Bung Karno tidak berhenti begitu saja, ia juga
menggempur Belanda di Irian Barat dan
mempermainkan Amerika Serikat, Sukarno tau
apabila Irian Barat lepas maka Biak akan dijadikan
pangkalan militer terbesar di Asia Pasifik, dan ini
mengancam kedaulatan bangsa Indonesia yang baru
tumbuh. Kemenangan atas Irian Barat merupakan
kemenangan atas kedaulatan modal terbesar
Indonesia, di barat Indonesia punya lumbung
minyak yang berada di Sumatera, Jawa dan
Kalimantan sementara di Irian Barat ada gas dan
emas. Indonesia bersiap menjadi negara paling kuat
di Asia.
Hitung-hitungan Sukarno di tahun 1975 akan
terjadi booming minyak dunia, di tahun itulah
Indonesia akan menjadi negara yang paling maju di
Asia , maka obesesi terbesar Sukarno adalah
membangun Permina sebagai perusahaan
konglomerasi yang mengatalisator perusahaan-peru
sahaan negara lainnya di dalam struktur modal
nasional. Modal Nasional inilah yang kemudian bisa
dijadikan alat untuk mengakuisisi ekonomi dunia, di
kalangan penggede saat itu struktur modal itu diberi
kode namanya sebagai 'Dana Revolusi Sukarno".
Kelak empat puluh tahun kemudian banyak negara-
negara kaya seperti Dubai, Arab Saudi, Cina dan
Singapura menggunakan struktur modal nasional
dan membentuk apa yang dinamakan Sovereign
Wealth Fund (SWF) sebuah struktur modal nasional
yang digunakan untuk mengakuisisi banyak
perusahaan di negara asing, salah satunya apa yang
dilakukan Temasek dengan menguasai saham
Indosat.
Sukarno sangat perhatian dengan seluruh tambang
minyak di Indonesia, di satu sudut Istana samping
perpustakaannya ia memiliki maket khusus yang
menggambarkan posisi perusahaan minyak
Indonesia, suatu hari saat Bung Karno kedatangan
Brigjen Sumitro, yang disuruh Letjen Yani untuk
menggantikan Brigjen Hario Ketjik menjadi Panglima
Kalimantan Timur, Sukarno sedang berada di ruang
khusus itu, lalu ia keluar menemui Sumitro yang
diantar Yani untuk sarapan dengan Bung Karno, saat
sarapan dengan roti cane dengan madu dan
beberapa obat untuk penyakit ginjal dan
diabetesnya, Sukarno berkata singkat pada Sumitro :
"Generaal Sumitro saya titip rafinerij (rafineij =
tambang dalam bahasa Belanda) di Kalimantan,
kamu jaga baik-baik" begitu perhatiannya Sukarno
pada politik minyak.
Kelabakan dengan keberhasilan Sukarno menguasai
Irian Barat, Inggris memprovokasi Sukarno untuk
main di Asia Tenggara dan memancing Sukarno
agar ia dituduh sebagai negara agresor dengan
mengakuisisi Kalimantan. Mainan lama ini kemudian
juga dilakukan dengan memancing Saddam Hussein
untuk mengakuisisi Kuwait sehingga melegitimasi
penyerbuan pasukan Internasional ke Baghdad.

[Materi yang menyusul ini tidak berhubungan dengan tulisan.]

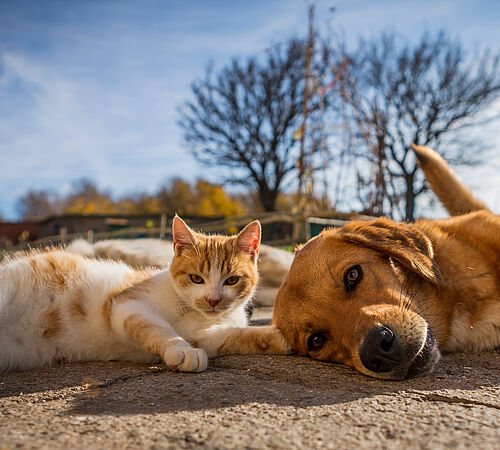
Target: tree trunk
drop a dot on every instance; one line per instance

Sukarno panas dengan tingkah laku Malaysia,
negara kecil yang tak tau malu untuk dijadikan alat
kolonialisme, namun Sukarno juga terpancing
karena bagaimanapun armada tempur Indonesia
yang diborong lewat agenda perang Irian Barat
menganggur. Sukarno ingin mengetest Malaysia.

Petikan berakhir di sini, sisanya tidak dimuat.